British parents should give their teenage children a weekly alcohol allowance at home, to help them avoid falling into Britain's notorious binge-drinking culture, a study recommended on Friday.
It said banning teenagers from drinking alcohol risked pushing them to buy cheap booze on the street and get into more trouble.
British health authorities have long sought to promote a more "continental" European attitude to drinking, as opposed to the heavy boozing which brings chaos to many town centres on weekend nights.
The result of the British culture was reflected in the new study's findings: some 30 percent of teenagers surveyed said they have experienced violence while drunk, and 12.5 percent reported having had sexual encounters they regretted.
The research, based on interviews with 10,000 15- and 16-year-olds, found that such risks were reduced if teenagers were allowed to drink at home by their parents.

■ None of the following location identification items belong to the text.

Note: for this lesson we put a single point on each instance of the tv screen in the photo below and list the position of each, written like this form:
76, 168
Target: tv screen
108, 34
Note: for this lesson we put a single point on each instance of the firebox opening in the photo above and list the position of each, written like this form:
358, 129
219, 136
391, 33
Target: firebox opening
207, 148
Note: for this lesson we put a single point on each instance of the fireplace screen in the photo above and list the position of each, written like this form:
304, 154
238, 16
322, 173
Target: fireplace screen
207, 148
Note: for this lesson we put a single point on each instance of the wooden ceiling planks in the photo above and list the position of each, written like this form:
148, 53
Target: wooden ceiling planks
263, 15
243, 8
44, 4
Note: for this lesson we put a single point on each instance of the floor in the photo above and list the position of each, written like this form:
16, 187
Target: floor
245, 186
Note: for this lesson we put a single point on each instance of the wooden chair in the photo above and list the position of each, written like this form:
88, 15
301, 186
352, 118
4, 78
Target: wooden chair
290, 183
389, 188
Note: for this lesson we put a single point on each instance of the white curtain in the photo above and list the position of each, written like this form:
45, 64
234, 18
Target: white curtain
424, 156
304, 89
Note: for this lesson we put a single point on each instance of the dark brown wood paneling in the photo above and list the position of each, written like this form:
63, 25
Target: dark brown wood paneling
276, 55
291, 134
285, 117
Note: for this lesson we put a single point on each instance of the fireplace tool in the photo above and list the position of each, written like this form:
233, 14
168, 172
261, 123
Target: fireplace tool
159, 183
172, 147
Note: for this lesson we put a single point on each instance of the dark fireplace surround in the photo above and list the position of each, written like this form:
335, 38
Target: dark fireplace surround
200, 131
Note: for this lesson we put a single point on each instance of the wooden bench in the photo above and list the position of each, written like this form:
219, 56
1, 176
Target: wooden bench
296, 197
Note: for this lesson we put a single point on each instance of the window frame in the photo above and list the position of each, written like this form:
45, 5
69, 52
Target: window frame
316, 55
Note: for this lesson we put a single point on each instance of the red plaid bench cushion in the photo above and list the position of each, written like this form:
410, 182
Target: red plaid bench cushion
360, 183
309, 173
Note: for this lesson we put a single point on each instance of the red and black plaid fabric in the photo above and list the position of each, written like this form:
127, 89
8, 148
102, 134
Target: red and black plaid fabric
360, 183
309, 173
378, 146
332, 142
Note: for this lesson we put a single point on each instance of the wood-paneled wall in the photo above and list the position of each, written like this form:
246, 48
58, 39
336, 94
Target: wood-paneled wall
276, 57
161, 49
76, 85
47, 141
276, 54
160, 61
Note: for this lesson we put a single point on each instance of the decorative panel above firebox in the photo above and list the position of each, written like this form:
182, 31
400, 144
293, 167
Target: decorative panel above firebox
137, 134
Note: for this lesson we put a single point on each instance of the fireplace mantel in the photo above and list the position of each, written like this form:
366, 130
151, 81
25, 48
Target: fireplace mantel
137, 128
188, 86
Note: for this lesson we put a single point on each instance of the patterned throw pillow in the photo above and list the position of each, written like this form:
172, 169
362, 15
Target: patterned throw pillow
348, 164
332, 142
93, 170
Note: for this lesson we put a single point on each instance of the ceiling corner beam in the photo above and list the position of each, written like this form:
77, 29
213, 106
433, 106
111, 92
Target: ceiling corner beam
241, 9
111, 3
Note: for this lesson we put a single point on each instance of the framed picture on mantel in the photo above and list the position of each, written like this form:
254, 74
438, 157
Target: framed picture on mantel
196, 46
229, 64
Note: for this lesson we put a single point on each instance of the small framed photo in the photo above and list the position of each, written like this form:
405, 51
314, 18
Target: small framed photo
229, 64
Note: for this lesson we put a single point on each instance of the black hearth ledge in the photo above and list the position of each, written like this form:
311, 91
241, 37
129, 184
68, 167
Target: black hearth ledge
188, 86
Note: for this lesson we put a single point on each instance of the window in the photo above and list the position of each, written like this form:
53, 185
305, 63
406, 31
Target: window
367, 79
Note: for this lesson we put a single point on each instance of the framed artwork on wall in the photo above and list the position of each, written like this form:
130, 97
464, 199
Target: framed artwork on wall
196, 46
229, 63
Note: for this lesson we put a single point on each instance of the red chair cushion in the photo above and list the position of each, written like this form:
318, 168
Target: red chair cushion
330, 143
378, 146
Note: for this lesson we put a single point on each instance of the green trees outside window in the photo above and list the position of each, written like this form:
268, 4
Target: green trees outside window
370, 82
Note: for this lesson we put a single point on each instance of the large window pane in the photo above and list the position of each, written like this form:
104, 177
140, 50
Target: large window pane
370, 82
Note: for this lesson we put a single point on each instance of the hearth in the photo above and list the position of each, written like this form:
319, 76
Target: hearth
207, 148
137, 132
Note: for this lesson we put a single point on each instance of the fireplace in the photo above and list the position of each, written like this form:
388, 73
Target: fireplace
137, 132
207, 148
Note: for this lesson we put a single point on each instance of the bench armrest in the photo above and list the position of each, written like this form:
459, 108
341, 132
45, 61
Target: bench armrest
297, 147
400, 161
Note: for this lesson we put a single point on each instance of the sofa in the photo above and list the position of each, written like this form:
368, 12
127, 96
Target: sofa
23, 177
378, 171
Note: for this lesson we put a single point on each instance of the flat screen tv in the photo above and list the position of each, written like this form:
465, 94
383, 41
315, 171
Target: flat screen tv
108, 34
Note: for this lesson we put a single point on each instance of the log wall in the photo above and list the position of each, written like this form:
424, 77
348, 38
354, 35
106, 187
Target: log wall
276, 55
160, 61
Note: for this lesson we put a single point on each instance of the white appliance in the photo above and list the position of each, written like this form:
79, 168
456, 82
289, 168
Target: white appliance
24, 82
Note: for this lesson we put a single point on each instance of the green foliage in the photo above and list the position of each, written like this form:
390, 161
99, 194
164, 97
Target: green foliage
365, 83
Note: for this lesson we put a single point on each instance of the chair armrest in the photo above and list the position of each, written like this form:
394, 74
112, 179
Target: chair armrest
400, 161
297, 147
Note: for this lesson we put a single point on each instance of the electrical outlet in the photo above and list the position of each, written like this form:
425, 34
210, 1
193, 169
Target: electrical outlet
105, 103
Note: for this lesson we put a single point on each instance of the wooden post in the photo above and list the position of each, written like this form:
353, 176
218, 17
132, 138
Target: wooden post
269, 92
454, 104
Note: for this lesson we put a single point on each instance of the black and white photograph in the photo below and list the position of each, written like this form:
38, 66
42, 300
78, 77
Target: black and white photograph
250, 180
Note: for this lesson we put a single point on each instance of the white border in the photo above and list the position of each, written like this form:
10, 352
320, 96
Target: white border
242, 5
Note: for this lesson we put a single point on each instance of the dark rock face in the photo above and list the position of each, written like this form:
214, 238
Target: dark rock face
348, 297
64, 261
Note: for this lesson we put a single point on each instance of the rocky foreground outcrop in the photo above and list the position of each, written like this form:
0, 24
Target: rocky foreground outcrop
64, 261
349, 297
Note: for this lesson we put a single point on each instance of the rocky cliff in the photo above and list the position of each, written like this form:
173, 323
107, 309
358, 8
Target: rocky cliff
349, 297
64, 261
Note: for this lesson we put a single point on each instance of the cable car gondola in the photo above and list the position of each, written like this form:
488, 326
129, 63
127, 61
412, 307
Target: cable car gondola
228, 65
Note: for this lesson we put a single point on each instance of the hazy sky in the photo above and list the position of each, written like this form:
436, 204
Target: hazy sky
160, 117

"The negative impacts of alcohol on children's health are substantial," said Mark Bellis of the Faculty of Applied Health and Social Science at Liverpool John Moores University, northwest England.
"Those parents who choose to allow children aged 15 to 16 years to drink may limit harm by restricting consumption to lower frequencies (e.g. no more than once a week) and under no circumstances permitting binge drinking."
The study found that 36 percent of those surveyed had drunk in public places such as parks and shopping centres, and 45 percent had suffered episodes of forgetfulness after drinking.
Attempting to ban teenagers from drinking alcohol risked pushing them onto the street, where large bottles of cheap cider were among the most preferred sources of alcohol, the researchers cautioned.
"Our results suggest that such a move, even if overall consumption did not increase, could exacerbate negative outcomes from alcohol consumption among teenagers," the researchers said.
Carefully introducing alcohol to children may help them "prepare themselves for life in an adult environment dominated by this drug", they said.